The safety and scientific validity of this study is the responsibility of the study sponsor and investigators. Listing a study does not mean it has been evaluated by the U.S. Federal Government. Read our disclaimer for details. Identifier: NCT01013025
Recruitment Status : Completed
First Posted : November 13, 2009
Last Update Posted : July 14, 2011
Information provided by:
Endo Pharmaceuticals

Brief Summary:
The main study objective was to collect implant retrieval information in 10 patients using Vantas®, the 50 mg histrelin implant. Patients who had been identified as having a difficult to locate or non-palpable implant were to have been enrolled. Sites were to adhere to the instructions in the Package Insert, which included specialized investigations such as ultrasound, CT, and MRI, to be used for the location and removal of implants.

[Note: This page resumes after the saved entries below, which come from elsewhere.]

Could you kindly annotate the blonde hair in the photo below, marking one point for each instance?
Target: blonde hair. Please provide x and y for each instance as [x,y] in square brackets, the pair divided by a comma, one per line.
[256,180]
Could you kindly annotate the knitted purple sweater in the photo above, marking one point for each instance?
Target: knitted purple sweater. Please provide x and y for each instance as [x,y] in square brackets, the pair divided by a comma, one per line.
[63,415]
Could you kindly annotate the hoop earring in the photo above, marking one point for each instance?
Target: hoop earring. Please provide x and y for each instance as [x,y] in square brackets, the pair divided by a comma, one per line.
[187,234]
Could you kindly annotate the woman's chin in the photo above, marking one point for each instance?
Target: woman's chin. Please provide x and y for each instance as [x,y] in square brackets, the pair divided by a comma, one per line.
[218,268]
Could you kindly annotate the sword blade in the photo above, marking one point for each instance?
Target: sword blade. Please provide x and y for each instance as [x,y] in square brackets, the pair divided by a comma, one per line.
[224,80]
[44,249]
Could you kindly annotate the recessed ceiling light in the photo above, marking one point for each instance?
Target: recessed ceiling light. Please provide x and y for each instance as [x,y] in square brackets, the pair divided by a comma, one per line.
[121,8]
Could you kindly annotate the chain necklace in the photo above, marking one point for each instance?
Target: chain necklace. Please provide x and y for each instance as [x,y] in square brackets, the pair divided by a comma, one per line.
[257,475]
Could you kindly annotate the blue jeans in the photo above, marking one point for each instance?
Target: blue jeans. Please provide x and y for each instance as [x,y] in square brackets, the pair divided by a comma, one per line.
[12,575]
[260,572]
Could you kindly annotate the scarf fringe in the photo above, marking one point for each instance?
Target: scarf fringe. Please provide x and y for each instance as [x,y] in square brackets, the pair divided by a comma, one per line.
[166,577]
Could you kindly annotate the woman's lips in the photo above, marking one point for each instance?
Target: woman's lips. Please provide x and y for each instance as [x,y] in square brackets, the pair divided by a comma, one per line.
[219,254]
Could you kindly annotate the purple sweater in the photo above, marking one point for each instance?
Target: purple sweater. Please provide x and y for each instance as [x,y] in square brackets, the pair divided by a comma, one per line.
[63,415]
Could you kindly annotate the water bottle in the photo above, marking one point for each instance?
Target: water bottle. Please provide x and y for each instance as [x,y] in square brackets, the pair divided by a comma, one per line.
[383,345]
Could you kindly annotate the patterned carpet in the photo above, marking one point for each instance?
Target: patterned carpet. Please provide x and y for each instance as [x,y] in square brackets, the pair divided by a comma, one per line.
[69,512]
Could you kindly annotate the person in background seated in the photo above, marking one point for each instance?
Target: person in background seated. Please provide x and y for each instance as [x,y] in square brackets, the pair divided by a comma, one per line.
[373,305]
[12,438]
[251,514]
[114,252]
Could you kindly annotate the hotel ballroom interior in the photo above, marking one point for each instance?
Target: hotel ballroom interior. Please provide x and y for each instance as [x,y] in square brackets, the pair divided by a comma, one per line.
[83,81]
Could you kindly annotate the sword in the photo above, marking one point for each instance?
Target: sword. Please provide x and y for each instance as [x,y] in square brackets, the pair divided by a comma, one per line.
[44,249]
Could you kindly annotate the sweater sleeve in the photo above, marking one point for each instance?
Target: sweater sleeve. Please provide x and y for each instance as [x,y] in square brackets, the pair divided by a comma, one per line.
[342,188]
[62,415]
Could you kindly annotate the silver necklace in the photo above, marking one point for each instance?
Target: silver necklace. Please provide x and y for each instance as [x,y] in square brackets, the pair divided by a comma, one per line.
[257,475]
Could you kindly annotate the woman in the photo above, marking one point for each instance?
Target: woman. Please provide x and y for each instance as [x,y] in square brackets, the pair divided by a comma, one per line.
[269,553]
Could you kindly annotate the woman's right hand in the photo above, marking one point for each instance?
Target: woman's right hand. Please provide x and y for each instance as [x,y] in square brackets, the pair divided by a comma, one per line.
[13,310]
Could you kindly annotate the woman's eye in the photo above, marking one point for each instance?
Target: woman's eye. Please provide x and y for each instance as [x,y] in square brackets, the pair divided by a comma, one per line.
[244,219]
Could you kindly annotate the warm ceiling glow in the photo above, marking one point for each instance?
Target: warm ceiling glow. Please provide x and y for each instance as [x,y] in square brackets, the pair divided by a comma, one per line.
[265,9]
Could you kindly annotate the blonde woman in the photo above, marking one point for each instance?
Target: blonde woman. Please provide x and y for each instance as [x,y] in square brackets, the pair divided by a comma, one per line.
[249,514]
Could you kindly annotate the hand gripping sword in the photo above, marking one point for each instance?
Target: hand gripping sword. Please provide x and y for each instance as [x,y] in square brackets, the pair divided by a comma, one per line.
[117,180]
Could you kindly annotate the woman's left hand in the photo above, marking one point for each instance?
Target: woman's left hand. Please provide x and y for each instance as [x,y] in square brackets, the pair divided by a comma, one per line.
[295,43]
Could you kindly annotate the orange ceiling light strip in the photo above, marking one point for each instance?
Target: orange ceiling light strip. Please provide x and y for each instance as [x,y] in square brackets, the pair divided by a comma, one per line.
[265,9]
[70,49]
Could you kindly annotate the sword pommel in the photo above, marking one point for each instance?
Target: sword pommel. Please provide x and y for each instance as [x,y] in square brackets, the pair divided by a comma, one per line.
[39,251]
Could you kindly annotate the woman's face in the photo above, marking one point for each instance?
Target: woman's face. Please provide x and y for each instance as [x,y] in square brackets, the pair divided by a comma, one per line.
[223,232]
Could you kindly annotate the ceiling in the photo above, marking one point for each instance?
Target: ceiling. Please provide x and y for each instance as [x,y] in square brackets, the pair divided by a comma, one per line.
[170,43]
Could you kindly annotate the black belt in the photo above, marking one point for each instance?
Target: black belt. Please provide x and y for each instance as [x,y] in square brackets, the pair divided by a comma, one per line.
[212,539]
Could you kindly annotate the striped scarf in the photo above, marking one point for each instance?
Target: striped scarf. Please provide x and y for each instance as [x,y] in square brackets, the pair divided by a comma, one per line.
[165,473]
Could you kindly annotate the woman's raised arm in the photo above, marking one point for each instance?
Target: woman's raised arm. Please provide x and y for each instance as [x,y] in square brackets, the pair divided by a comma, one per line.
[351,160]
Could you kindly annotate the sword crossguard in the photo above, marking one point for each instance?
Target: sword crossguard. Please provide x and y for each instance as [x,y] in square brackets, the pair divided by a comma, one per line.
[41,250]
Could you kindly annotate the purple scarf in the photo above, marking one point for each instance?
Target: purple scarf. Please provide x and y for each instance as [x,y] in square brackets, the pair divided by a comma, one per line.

Condition or disease Intervention/treatment
Prostate Cancer Procedure: Ultrasound or CT or MRI to locate implant

Detailed Description:
Up to 50 centers using Vantas, the recently approved histrelin implant as part of their urology practice for treating patients with advanced prostate cancer, were to be identified for participation in this Phase IV post-marketing trial. Up to 10 patients who had been implanted with Vantas at these participating centers, and who had difficult to locate or non-palpable implants at the time of removal, were to be enrolled in this trial. A Screening Visit was to be conducted to consent the patient and to collect basic medical and safety information for patient participation. Upon patient enrollment, up to three subsequent Visits (Visits 1, 2, and 3) were to be conducted (within 2 weeks of the Screening Visit). The investigator was to locate and remove the implant by following the instructions provided in the protocol. Methods for location of the implant included ultrasound, CT, or MRI procedures. The visit at which the implant was successfully located and removed was to be the final study visit for the patient. Upon successful retrieval of the implant or a determination that, per Study Instructions, the implant cannot be located/removed, the study was completed for the patient. No information was to be collected on re-implantation of a new implant. Safety was to be monitored throughout the two week study. Blood samples for testosterone and PSA were only collected at the Screening Visit. The implants removed from the patients were to be returned to Indevus Pharmaceuticals for analysis.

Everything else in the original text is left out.